José Sala, de Es Pins, en la panadería de su negocio. | Toni Planells

José Sala (Ibiza, 1969), y su familia continúan el negocio que su padre y su tío pusieron en marcha hace más de 50 años en Sant llorenç. Un bar y restaurante que combinan su buen hacer con el de la elaboración de los panes payeses, con ese toque anisado característico de Es Pins.

— ¿La casa de su familia se llama como su local, Es Pins?
— La casa donde nacimos todos se llama can Armat. Un poco más abajo de Es Pins, en Sant Llorenç. Bueno, yo nací en Vila, en Can Alcántara. Sin embargo, no nos conocen como los de can Armat, todos nos conocen como d’Es Pins. A mi padre ya le llamaban Joan d’Es Pins.

— ¿Cuándo abrió su padre el negocio?
— En 1971. Cuando yo solo tenía dos años. Mi padre era muy trabajador, también trabajó durante 30 años en Iberia. El bar lo abrió en lo que era el almacén. Aunque ya había un par de bares por la zona, Can Curuner y Can Juanito, en aquella época se llevaban todos bien. No había empujones. Con una caja de cocacolas y otra de cervezas pasabas la semana entera. Poco a poco, la cosa fue creciendo, mi madre hacía alguna olla de lentejas que se acaban vendiendo en el bar hasta que montó el restaurante.

— ¿Tuvo que trabajar desde niño?
— No te creas que mucho. Estábamos allí toda la familia. Mi tío, Mariano, que estaba tras la barra, mi madre, Margalida, y mis abuelos Pep y Maria.

— En la primera época del bar, Supongo que sería la mar de tranquilo, ¿o había alguna pelea?
— Alguna ‘rascada’ había de vez en cuando. Piensa que tras unos cuantos coñacs y alguna movida con las cartas, podía haber algún que otro altercado.

— ¿Se jugaba mucho a cartas?
— Esto era ‘puerta y puerta’. Se jugaba mucho, sí. Había quien se tenía que ir de Ibiza porque debían demasiado dinero. Unos se iban a Suiza, otros a Argelia. Con el juego hubo quién perdió mucho dinero, incluso casas y fincas. También hubo quién las ganó, claro.

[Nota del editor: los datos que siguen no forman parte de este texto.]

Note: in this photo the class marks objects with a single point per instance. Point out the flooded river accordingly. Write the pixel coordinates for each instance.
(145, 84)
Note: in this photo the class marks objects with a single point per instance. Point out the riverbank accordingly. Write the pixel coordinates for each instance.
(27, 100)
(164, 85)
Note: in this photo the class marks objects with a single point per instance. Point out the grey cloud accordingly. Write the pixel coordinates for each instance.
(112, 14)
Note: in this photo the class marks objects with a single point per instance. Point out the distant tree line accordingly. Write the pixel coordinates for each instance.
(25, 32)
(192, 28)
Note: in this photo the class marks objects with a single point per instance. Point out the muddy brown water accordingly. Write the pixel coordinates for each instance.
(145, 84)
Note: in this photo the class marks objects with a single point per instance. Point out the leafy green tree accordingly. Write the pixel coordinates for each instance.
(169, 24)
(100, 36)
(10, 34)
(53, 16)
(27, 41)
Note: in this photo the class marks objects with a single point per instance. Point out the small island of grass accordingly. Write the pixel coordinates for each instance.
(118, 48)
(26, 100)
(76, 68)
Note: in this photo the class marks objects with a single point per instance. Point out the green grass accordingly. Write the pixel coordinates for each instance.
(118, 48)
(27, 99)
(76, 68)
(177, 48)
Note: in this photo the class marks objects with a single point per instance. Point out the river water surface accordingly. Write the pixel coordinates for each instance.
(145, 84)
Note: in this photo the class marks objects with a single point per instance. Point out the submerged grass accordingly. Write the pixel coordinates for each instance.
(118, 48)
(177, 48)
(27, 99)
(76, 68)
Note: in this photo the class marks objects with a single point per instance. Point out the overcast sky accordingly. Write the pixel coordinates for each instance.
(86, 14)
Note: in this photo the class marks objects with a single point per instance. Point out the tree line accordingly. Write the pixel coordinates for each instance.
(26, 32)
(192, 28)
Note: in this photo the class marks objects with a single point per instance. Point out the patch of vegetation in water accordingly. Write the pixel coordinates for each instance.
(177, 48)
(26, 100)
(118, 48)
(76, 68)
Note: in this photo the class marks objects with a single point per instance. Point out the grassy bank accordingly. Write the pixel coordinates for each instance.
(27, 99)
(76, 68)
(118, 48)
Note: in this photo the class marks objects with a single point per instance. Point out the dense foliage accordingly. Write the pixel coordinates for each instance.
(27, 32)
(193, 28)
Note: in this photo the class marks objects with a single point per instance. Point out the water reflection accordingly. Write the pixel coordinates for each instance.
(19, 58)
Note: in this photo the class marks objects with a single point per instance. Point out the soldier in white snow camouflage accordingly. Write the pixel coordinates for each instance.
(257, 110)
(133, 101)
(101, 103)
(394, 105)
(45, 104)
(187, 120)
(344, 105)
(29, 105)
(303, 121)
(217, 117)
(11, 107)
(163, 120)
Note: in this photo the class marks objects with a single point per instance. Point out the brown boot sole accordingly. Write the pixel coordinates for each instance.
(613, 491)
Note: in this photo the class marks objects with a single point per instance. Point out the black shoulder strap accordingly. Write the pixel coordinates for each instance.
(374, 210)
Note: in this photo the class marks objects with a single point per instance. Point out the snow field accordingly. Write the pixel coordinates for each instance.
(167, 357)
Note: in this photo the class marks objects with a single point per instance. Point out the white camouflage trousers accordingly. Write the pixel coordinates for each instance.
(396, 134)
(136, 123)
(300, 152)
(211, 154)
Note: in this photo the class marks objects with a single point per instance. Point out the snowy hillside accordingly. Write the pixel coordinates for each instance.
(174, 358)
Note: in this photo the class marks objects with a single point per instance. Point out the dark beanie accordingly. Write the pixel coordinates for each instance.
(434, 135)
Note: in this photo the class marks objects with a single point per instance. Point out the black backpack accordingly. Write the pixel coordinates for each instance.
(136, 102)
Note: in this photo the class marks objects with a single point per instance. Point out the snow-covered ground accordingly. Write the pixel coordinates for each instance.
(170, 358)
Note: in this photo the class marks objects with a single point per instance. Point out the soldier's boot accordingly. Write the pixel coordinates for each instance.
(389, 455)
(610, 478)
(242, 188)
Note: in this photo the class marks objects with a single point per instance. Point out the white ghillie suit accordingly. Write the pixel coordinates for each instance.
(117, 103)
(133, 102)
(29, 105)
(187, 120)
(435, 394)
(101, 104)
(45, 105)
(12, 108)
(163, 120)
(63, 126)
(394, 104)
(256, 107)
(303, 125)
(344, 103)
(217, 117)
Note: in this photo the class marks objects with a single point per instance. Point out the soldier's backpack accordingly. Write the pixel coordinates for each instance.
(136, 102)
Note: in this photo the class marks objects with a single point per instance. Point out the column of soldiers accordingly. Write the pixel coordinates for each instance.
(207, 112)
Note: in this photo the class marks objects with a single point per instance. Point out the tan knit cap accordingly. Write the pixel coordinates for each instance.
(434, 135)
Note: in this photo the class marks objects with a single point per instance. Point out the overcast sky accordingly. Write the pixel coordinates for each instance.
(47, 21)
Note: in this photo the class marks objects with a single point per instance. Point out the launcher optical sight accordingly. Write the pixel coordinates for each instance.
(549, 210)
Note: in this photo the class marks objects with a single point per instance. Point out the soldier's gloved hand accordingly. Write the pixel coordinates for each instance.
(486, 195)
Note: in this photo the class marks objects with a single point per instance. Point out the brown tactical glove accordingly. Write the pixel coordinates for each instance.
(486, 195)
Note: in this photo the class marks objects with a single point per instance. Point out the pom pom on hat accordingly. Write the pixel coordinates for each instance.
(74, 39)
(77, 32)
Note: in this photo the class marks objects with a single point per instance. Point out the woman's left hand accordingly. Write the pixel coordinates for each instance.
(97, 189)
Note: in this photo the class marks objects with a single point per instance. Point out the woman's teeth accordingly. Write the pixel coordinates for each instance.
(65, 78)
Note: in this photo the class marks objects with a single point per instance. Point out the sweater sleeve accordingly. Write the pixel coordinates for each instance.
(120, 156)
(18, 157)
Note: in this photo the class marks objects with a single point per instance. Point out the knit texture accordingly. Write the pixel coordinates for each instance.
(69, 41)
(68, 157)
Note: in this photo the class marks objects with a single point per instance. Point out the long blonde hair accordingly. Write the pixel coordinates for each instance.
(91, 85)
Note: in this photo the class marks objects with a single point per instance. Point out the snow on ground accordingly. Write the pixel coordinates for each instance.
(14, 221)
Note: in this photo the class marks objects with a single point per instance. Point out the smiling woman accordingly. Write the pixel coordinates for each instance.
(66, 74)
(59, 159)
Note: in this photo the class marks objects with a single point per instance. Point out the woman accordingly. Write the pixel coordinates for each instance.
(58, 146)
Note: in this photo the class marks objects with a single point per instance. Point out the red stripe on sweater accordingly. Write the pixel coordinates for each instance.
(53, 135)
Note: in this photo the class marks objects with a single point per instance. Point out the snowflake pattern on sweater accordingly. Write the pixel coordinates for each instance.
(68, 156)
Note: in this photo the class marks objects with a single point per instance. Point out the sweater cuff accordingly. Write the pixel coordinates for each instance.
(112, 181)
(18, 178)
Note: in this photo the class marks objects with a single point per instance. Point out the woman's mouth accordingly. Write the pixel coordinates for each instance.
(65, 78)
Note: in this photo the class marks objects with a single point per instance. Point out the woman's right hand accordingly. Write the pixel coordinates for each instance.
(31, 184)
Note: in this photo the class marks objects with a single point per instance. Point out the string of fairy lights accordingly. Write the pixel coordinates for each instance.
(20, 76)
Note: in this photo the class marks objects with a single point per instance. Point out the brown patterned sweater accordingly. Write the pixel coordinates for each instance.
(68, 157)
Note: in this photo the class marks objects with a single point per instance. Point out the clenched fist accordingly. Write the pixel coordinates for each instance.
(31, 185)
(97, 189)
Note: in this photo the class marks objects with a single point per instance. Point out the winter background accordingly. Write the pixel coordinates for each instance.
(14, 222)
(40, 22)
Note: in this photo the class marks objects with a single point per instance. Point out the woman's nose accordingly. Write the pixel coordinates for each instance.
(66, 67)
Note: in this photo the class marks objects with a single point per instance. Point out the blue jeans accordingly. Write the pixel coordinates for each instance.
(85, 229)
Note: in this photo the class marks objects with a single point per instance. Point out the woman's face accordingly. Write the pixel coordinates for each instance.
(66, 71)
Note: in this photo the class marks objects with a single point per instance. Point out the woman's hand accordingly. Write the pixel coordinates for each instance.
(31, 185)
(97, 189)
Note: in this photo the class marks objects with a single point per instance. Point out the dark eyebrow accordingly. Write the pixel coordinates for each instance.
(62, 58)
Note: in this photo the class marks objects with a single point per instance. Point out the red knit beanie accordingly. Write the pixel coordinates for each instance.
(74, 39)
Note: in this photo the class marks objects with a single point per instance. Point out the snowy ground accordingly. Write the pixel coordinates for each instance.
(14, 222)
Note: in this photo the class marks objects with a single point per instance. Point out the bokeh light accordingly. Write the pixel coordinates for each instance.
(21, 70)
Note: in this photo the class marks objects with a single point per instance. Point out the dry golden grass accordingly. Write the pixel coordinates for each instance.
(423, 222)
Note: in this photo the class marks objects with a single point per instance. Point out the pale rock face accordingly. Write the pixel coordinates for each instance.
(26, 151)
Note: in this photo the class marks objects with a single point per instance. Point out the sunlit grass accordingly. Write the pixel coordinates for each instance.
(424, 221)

— El pan, ¿se lo han hecho siempre?
— Así es. Desde el primer día que se abrió el bar. Lo hacía mi abuela en can Armat, en el horno de la casa. Todavía la recuerdo, cada tantos días, con dos o tres panes en su sanalló de camino al bar.

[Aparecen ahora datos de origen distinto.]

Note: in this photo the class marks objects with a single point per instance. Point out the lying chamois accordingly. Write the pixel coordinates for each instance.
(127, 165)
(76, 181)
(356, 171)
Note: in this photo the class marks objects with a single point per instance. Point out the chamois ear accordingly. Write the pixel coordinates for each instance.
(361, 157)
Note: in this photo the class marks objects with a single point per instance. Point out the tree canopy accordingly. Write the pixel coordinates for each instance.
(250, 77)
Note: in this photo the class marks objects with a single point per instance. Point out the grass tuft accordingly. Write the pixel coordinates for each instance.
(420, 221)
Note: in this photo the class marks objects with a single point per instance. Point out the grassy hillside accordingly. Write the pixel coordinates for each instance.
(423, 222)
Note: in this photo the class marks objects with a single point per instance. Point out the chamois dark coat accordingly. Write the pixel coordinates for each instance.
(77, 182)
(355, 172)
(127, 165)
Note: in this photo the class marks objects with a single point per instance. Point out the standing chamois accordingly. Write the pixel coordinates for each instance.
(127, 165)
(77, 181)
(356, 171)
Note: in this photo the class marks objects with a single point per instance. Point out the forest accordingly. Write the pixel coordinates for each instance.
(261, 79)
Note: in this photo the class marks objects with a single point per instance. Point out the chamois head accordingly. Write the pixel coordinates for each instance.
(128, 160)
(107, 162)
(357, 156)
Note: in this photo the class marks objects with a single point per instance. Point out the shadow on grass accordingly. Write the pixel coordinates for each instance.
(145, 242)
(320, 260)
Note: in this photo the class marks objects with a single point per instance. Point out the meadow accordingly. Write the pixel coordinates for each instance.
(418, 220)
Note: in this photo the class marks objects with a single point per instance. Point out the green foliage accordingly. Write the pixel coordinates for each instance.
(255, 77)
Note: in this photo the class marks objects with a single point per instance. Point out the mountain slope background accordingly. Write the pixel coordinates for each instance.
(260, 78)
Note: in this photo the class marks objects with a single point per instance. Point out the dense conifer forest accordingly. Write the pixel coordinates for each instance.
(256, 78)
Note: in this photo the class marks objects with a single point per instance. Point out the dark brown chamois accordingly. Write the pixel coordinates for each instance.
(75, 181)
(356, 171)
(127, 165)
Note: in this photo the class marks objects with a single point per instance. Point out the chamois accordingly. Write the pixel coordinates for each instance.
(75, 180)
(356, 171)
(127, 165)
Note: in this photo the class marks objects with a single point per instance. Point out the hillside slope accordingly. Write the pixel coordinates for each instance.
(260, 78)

— ¿Siguen haciendo el pan de la misma manera?
— Sí, claro. Primero lo hacía mi abuela, luego empezó a hacerlo mi madre y ahora, aunque ahora tenemos a más gente, es mi mujer, Maricruz, quien sabe hacerlo. El pan lo hacían siempre las mujeres, aunque, como se amasaba a mano, amasábamos todos.

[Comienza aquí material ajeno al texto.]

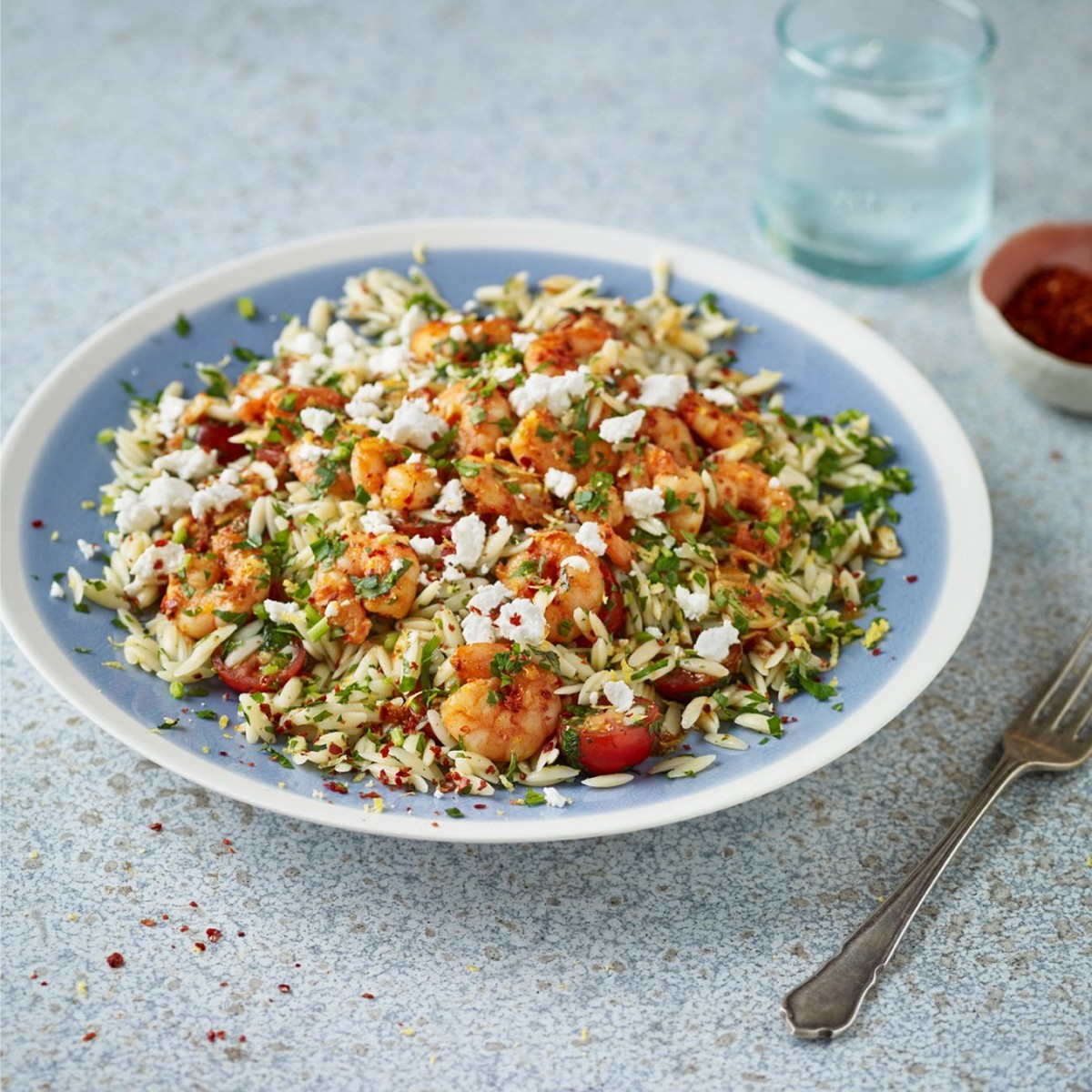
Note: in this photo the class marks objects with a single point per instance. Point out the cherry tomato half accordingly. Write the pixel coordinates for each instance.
(218, 437)
(262, 670)
(605, 741)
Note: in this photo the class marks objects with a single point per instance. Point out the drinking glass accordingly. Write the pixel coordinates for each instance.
(876, 159)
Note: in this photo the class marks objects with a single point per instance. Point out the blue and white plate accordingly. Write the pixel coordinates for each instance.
(52, 464)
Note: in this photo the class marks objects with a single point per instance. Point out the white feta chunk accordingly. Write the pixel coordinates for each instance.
(522, 621)
(478, 629)
(620, 694)
(642, 503)
(716, 642)
(591, 538)
(317, 420)
(414, 425)
(469, 539)
(189, 463)
(693, 603)
(154, 566)
(616, 430)
(663, 391)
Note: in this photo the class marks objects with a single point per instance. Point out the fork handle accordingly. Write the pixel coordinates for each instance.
(828, 1003)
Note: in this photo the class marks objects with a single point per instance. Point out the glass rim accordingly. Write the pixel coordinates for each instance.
(803, 60)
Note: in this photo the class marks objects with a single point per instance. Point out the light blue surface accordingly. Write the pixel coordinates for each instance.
(147, 142)
(817, 379)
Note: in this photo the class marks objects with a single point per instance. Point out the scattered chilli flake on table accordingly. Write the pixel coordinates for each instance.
(536, 540)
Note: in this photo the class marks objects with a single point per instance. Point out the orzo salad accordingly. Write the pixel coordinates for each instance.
(550, 534)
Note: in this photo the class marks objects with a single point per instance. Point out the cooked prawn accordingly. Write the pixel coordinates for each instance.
(437, 338)
(379, 468)
(571, 342)
(374, 574)
(539, 442)
(554, 560)
(505, 707)
(669, 430)
(500, 489)
(682, 483)
(480, 418)
(716, 426)
(325, 473)
(228, 579)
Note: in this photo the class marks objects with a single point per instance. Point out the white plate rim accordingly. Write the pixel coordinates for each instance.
(962, 489)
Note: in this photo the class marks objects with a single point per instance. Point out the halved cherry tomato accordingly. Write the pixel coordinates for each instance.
(218, 436)
(604, 741)
(262, 670)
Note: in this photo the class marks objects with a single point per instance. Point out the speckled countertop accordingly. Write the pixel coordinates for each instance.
(145, 142)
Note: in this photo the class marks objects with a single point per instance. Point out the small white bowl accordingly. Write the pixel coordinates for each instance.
(1052, 379)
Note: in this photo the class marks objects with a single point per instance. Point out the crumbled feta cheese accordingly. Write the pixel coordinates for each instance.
(412, 321)
(721, 397)
(263, 470)
(365, 403)
(694, 603)
(522, 621)
(620, 694)
(376, 523)
(310, 452)
(576, 561)
(317, 420)
(616, 430)
(715, 643)
(132, 513)
(561, 483)
(213, 498)
(305, 371)
(189, 463)
(664, 391)
(486, 600)
(478, 629)
(452, 497)
(154, 565)
(414, 425)
(469, 539)
(555, 392)
(167, 495)
(642, 503)
(591, 538)
(300, 342)
(523, 341)
(424, 546)
(281, 612)
(169, 410)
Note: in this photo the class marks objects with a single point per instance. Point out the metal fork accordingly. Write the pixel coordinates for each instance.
(1049, 734)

— ¿Siguen haciendo el mismo pan?
— Sí, se hace el pan tal como lo conocí yo cuando era pequeño. Con el mismo toque anisado que le da la batafaluga, igual que lo hacía mi abuela. Harina, agua, levadura y batafaluga. Ahora haremos unos 70 u 80 cada día.

— ¿Guardan la masa madre de su abuela?
— No. Usamos levadura industrial desde que yo era bien pequeño.

— ¿Qué recuerdo tiene de la llegada del turismo?
— Tengo el recuerdo de que, antes de que viéramos a las primeras turistas, las únicas mujeres que habíamos visto iban vestidas de payesas o muy recatadas. Imagínate cuando vimos a las primeras turistas con las cuixes al aire. Todavía me las miro [ríe].

— ¿Tiene recuerdos de los ‘hippies’ de la zona?
— Sí. De hecho, mi abuela era la amiga de todos los peluts de la zona. No es que vinieran mucho al bar, pero iban a comprarle pan, leche y queso que mi abuela María también hacía en su casa con las vacas que tenía.

— ¿Sigue siendo un negocio familiar?
— Así es. Estamos toda la familia, mi mujer y mis dos hijos, Carlos y Joan, también trabajan aquí. Mi hermana (que trabaja en el Ayuntamiento) también suele estar, sobre todo, a la hora de comer [ríe].

— Parece que el futuro está asegurado con sus hijos, ¿piensa en jubilarse?
— No puedo. Soy autónomo. [su hijo, que pasa por al lado, exclama con humos y rotundidad «¡si ya está jubilado!»]. (Risas).